If your child has a retinal condition, you need highly skilled physicians and the latest treatments to protect their vision.

Tests

Retinal Examination – As part of a thorough eye exam, your child’s physician may use an ophthalmoscope’s bright light and special lens to view the retina. This gives the physician a very detailed view of any retinal problems.

Ultrasound Imaging – If bleeding is present inside the eye, the doctor may use ultrasound imaging to detect any abnormalities in the retina.

Treatments

Pneumatic Retinopexy – In this method, we inject a gas or air bubble into the centre of the eye. The bubble presses the retinal hole against the wall of the eye, preventing intraocular fluid from leaking behind the retina. Any retinal holes or tears are also sealed with laser coagulation (heat) or cryopexy (freezing). Both methods prevent fluid from leaking under the retina. Over time, any remaining fluid under the retina and the bubble reabsorb and the retina reattaches to the eye wall.
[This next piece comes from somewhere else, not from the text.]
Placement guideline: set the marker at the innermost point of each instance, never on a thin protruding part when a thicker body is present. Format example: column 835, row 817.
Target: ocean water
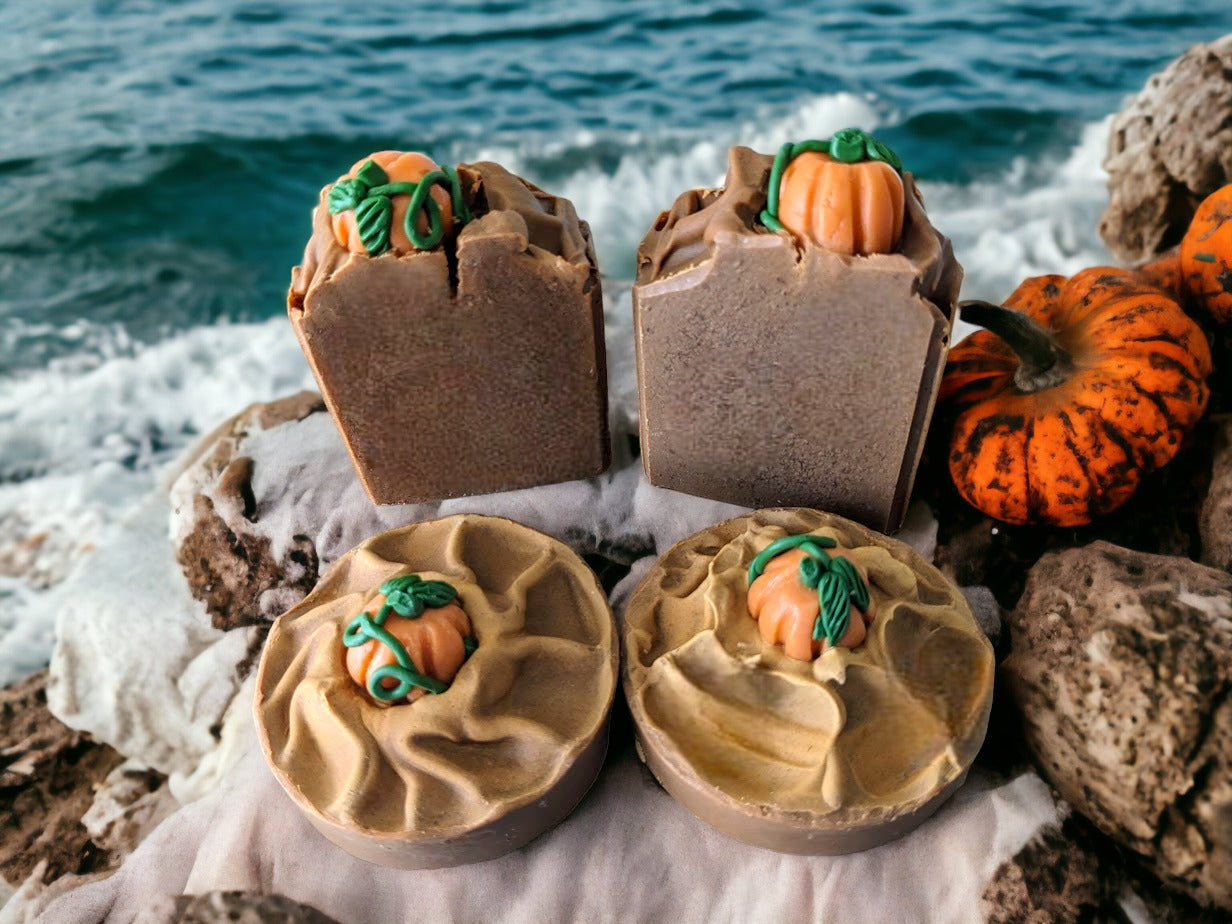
column 158, row 163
Scleral Buckle – In this procedure, we sew a thin silicone band to the white (sclera) part of the eye. The buckle makes an indentation in the wall of the eye. This reduces pressure caused by the vitreous (a gel-like substance inside the eye) and keeps it from pulling on the retina. If there are several retinal holes, tears or a severe detachment, we may surround the entire eye with a scleral buckle. The buckle is invisible and positioned so it does not interfere with vision.

Vitrectomy – A vitrectomy removes the vitreous fluid and tissue tugging on the retina. To keep the retina in place, air, gas or silicone oil is then inserted into the vitreous area. Over time, this reabsorbs and the vitreous space refills with natural fluid. In some patients, a vitrectomy is combined with a scleral buckle.